At 6pm British time, 10am US time in San Francisco, Apple boss Steve Jobs will take to the stage of the Yerba Buena Center for the Arts to fire the starting gun on what everyone believes will be a new generation of portable computers.
After leading the way with the iPod and iPhone, Apple are certainly in pole position to change the way we use media on the move and its so-called iSlate - that's the rumoured name - should do just that.
So what's all the fuss about? Well, slates are pretty much like the tablet computers already on sale in the UK, except they don't have a keyboard attached. It will simply consist of the large touchscreen panel, probably around 10 inches in size.
At the recent Consumer Electronics Show in Las Vegas, Microsoft boss Steve Ballmer hinted at this change in computer styles by showing off an HP slate device, while other manufacturers at the Las Vegas event revealed their versions.
Dell had an exciting concept, a five inch slate which was running on the Android platform allowing you to watch movies, play music, do work and mess around with thousands of apps. It was a little bit like the company's own version of the iPod touch, just a bit bigger and far more powerful.
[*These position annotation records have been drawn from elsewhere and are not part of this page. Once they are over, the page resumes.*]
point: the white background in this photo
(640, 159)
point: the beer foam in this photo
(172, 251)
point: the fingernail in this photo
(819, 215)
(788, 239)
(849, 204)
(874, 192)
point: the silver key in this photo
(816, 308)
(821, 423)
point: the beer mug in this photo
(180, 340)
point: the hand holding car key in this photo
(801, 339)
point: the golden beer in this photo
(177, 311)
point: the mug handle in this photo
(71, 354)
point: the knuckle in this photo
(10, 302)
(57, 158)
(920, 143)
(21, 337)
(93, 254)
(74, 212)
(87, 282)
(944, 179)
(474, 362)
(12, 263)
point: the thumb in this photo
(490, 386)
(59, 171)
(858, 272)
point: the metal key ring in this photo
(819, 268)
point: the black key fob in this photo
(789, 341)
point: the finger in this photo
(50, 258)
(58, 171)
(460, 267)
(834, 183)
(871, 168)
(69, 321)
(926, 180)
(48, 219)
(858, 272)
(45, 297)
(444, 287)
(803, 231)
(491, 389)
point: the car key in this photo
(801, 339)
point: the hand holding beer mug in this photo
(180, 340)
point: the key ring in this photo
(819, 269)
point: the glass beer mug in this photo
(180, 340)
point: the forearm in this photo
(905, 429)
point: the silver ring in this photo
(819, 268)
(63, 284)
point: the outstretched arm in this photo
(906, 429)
But the kind of slate device Apple could be set to launch will define the standard for others to follow.
Sitting alongside netbooks, slates will offer a different type of experience, based far more around multimedia fun than work. Although, you'll still be able to check emails on it, edit documents with the touchscreen keyboard and plan your diary.
Connected by Wi-Fi, with many sporting an embedded SIM card too for an always-on 3G connection, this next-generation of devices will run mobile-style operating systems such as Android, perhaps a more powerful iPhone OS or maybe even Google's new Chrome OS currently in development.
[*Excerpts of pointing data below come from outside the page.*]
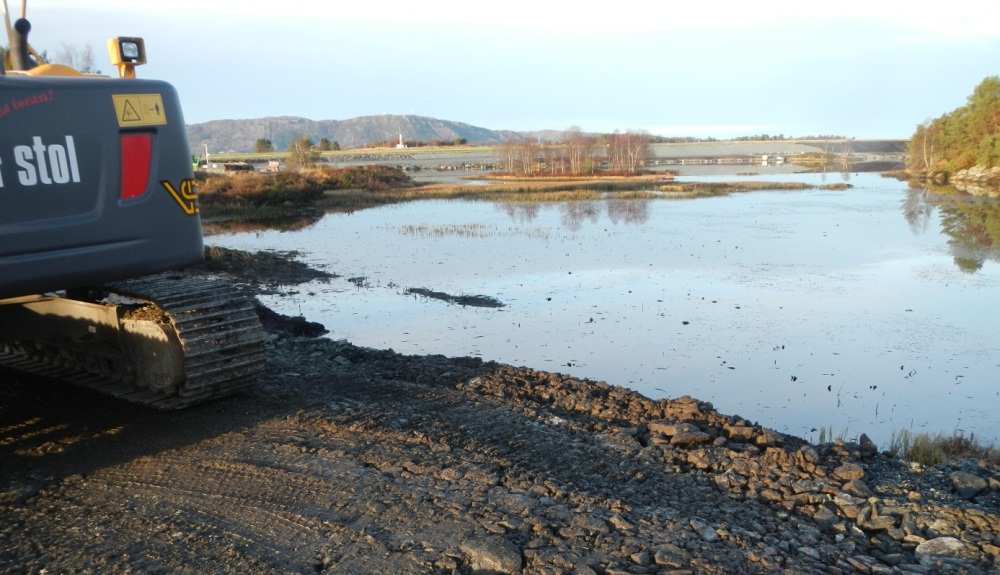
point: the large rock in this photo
(671, 428)
(968, 485)
(940, 547)
(849, 472)
(686, 438)
(492, 555)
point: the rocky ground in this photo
(352, 460)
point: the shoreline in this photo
(352, 459)
(221, 215)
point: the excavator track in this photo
(212, 329)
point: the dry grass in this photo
(294, 188)
(931, 450)
(387, 153)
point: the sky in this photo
(865, 69)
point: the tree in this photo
(80, 59)
(302, 153)
(967, 136)
(263, 146)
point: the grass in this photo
(932, 450)
(287, 198)
(388, 153)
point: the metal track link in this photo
(217, 327)
(212, 324)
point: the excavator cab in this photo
(97, 197)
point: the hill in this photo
(240, 135)
(966, 137)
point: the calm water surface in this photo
(868, 310)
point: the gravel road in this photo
(352, 460)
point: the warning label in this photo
(139, 110)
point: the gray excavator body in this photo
(98, 211)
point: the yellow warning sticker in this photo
(139, 110)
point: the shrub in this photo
(295, 188)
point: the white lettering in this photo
(58, 165)
(26, 175)
(43, 172)
(74, 165)
(46, 164)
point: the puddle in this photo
(866, 310)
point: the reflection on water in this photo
(971, 223)
(576, 214)
(798, 309)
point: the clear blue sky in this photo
(859, 68)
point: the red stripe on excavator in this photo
(136, 155)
Microsoft has also been thought to be working on a device called the Courier, a dual-screen slate that folds up like a book with two seven inch displays.
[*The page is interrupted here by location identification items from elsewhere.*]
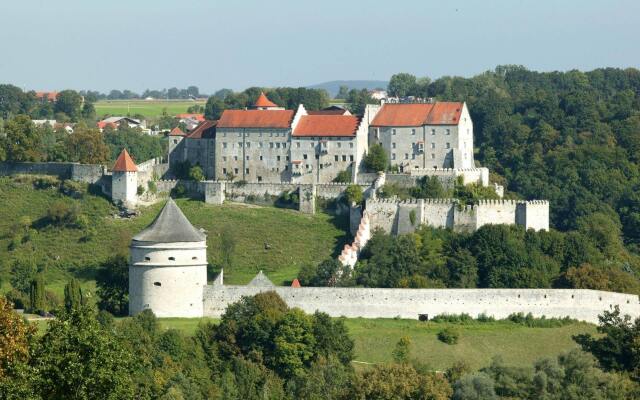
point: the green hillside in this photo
(276, 241)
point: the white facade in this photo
(124, 187)
(167, 278)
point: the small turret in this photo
(124, 180)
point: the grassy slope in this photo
(151, 108)
(376, 338)
(295, 238)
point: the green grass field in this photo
(148, 108)
(294, 238)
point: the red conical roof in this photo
(263, 101)
(124, 163)
(176, 132)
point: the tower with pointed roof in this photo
(168, 266)
(124, 180)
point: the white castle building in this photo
(168, 275)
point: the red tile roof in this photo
(263, 101)
(197, 117)
(327, 125)
(124, 163)
(176, 132)
(255, 119)
(205, 130)
(51, 96)
(440, 113)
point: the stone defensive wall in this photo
(398, 217)
(580, 304)
(88, 173)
So what would we use them for? Well, applications would be key. Apple has already passed THREE BILLION downloads with its apps so imagine how having a larger screen could make such a real difference to what the development community could think up. Especially with games, that's sure to become a huge talking point when slates finally do arrive.
Movies and music would of course be included, streaming content from the likes of YouTube to its high-definition screen over Wi-Fi or 3G. They'd also double as an eBook reader, with a proper colour screen to show off pictures from newspapers, magazines and books, blowing Amazon's grey Kindle out of the water.
With a Bluetooth headset you could use them to make calls via Skype or send and receive text messages while mobile TV could finally get a boost, even if it's just watching BBC iPlayer on the move.
There could be plenty of uses for businessmen and women too, as well as students, with voice controls allowing you to dictate rather than type, which would make the absence of the keyboard not such a big deal.
It's unlikely they'd kill off netbooks though, so many companies have put so much effort into those, they'll be around for a long while.
But slates will be far more about communication via social networks, using applications to keep us up-to-date, in touch with what our friends are doing and connected to the world happening in real time around us.
You won't be able to fit a 10 inch slate into your pocket, that's for sure, but it would certainly be more use on the train than your mobile if you wanted to sit back and watch the latest blockbuster you've downloaded.
The truth is, slates are still so new, that no-one really knows what they will be for. Apple might be able to fill in a few of the knowledge gaps next week.
They do sound extremely exciting though, and we'll be sure to bring you all the latest news of them in the coming months.